SoftBank this month reported large losses connected to its investments in shared-office provider WeWork and other startups, prompting an expression of regret from Mr. Son, the billionaire tech investor who has poured money into Silicon Valley through his $100 billion Vision Fund. However, Mr. Son said he wouldn't shy away from making new investments.
Hurdles to the latest SoftBank deal include figuring out a power balance that satisfies both Mr. Son and Line parent Naver Corp. of South Korea. The person involved in the discussions said the sides are looking at an arrangement under which SoftBank and Naver would each own 50% of a new holding company. That company would in turn control Z Holdings Corp., currently Yahoo Japan's parent, with Yahoo Japan and Line operations housed separately under Z Holdings.
SoftBank wants to gain greater control of Line in years to come, the person said.
Another challenge is the two companies' focus on the Japanese market, where the population is shrinking and growth prospects are limited. The market for the services they offer -- such as texting, internet shopping and online financial services -- is already dominated in most other countries by larger rivals such as Amazon.com Inc. and Facebook Inc.
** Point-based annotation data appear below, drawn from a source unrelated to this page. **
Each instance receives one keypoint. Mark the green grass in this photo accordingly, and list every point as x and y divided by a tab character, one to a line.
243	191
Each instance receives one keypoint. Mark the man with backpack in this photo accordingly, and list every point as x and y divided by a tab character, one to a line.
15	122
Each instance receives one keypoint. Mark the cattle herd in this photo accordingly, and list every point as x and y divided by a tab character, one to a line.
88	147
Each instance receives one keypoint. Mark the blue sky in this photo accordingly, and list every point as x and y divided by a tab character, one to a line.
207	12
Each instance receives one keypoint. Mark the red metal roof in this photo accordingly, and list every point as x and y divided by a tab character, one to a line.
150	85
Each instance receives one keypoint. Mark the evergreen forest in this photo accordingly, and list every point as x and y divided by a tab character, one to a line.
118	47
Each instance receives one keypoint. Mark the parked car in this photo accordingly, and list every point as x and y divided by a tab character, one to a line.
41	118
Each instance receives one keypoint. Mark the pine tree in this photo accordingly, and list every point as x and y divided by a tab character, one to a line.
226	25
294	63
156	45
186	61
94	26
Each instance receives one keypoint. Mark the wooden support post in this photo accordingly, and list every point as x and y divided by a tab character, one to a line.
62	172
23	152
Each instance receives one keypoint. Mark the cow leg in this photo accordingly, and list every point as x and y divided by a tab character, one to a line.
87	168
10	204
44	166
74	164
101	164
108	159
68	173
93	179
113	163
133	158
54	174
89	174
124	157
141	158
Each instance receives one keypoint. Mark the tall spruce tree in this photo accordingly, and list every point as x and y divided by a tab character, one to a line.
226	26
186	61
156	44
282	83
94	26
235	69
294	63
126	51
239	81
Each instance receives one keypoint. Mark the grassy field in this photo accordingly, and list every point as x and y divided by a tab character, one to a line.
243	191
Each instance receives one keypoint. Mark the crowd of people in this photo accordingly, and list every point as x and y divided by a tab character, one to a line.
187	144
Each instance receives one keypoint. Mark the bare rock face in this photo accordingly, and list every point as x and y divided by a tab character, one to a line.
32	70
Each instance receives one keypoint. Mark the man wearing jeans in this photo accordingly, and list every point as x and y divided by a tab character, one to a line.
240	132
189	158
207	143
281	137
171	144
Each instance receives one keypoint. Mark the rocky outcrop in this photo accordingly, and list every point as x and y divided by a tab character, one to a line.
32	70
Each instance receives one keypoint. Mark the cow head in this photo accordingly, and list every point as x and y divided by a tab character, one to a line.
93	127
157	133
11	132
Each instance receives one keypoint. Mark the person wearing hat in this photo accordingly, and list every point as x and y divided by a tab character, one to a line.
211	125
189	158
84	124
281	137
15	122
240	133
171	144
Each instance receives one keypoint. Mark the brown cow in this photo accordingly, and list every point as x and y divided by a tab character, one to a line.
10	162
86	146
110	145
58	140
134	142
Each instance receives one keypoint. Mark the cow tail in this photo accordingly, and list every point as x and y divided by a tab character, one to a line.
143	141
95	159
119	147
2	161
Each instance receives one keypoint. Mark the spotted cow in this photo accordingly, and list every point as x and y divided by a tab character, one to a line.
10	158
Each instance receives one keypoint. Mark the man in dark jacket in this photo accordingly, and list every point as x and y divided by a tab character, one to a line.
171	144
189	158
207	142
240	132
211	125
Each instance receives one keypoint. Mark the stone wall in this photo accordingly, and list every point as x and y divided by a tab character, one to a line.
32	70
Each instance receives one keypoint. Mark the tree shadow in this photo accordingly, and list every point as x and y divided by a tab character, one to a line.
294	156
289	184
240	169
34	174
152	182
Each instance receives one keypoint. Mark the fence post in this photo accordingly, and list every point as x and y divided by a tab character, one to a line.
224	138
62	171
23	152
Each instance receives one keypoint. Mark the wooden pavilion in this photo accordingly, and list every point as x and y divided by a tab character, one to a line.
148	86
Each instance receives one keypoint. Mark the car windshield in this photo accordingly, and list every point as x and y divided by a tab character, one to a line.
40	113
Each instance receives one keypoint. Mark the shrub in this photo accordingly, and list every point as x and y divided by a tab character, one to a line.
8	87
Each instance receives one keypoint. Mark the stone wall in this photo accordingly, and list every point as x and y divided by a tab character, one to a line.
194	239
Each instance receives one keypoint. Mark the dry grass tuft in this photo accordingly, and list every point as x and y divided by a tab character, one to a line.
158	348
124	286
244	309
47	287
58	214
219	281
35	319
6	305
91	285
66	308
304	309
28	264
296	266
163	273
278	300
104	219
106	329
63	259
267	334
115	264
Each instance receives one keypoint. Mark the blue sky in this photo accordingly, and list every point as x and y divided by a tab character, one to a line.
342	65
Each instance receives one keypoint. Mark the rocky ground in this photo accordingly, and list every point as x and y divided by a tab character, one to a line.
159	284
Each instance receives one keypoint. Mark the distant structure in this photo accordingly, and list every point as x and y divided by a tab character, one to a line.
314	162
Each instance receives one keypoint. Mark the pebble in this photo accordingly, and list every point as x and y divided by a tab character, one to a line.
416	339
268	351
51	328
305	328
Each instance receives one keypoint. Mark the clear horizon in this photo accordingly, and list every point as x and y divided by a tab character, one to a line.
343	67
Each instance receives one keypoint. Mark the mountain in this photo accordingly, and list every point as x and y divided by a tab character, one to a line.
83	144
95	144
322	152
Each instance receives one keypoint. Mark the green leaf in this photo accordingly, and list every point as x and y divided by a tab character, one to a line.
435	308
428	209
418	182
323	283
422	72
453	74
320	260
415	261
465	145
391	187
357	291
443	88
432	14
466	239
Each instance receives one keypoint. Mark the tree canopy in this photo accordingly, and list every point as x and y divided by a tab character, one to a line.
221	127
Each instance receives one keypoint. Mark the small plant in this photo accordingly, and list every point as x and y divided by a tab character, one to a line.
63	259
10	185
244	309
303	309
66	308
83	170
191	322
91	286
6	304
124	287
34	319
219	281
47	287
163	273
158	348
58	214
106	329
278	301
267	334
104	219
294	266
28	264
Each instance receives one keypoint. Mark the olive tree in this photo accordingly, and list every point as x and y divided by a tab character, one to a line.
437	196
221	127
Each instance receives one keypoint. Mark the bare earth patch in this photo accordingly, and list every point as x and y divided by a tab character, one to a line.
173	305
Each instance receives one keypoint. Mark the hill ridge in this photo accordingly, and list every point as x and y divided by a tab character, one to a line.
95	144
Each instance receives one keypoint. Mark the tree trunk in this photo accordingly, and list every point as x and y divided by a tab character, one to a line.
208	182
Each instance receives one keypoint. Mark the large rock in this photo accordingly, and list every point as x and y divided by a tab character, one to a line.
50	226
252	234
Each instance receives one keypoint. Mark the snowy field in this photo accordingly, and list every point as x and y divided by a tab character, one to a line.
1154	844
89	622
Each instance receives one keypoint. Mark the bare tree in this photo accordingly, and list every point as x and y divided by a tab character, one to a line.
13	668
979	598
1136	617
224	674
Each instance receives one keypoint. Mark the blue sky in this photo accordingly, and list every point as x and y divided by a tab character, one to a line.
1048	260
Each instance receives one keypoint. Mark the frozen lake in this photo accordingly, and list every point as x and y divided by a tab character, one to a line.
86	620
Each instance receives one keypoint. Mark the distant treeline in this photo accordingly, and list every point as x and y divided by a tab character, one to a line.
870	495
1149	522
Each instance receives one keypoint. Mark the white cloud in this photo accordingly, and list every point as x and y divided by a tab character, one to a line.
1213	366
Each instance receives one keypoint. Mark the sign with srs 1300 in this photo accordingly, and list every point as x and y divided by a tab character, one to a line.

Still, analysts said the new entity, if designed well, could become Japan's first "super app," a gateway on smartphones for a broad range of everyday needs. That model has driven growth for China's Tencent Holdings Ltd. and Alibaba Group Holding Ltd. Tencent's WeChat app for chatting with friends spawned a payment service, WeChat Pay, that along with Alibaba's Alipay is now almost universally used for retail purchases in China.
Analysts described mobile payments as one of the most promising areas for the merger, but also hard to carry out. Yahoo and Line each have their own smartphone-payment platforms in Japan. Many others are competing for business too, forcing the companies to offer users generous bonuses.
Goldman Sachs analyst Masaru Sugiyama estimated that the operating loss at the payment app affiliated with Yahoo Japan would top $700 million this fiscal year, and he said Line's operating loss in noncore businesses including payments would be nearly as large this year. Line reported a net loss of Yen40 billion ($368 million) in the January-September period.
"Some hard work would be necessary for the two companies to merge their digital payment services before we see real synergy," said Morningstar Research analyst Kazunori Ito.
Yahoo Japan -- which no longer has a capital connection to the U.S. Yahoo website owned by Verizon Communications Inc. -- is an internet portal with more than 50 million users who tend to be older and check the site's retro-looking home page for news headlines. The company's recently announced acquisition of online fashion retailer Zozo Inc. was aimed at attracting younger users.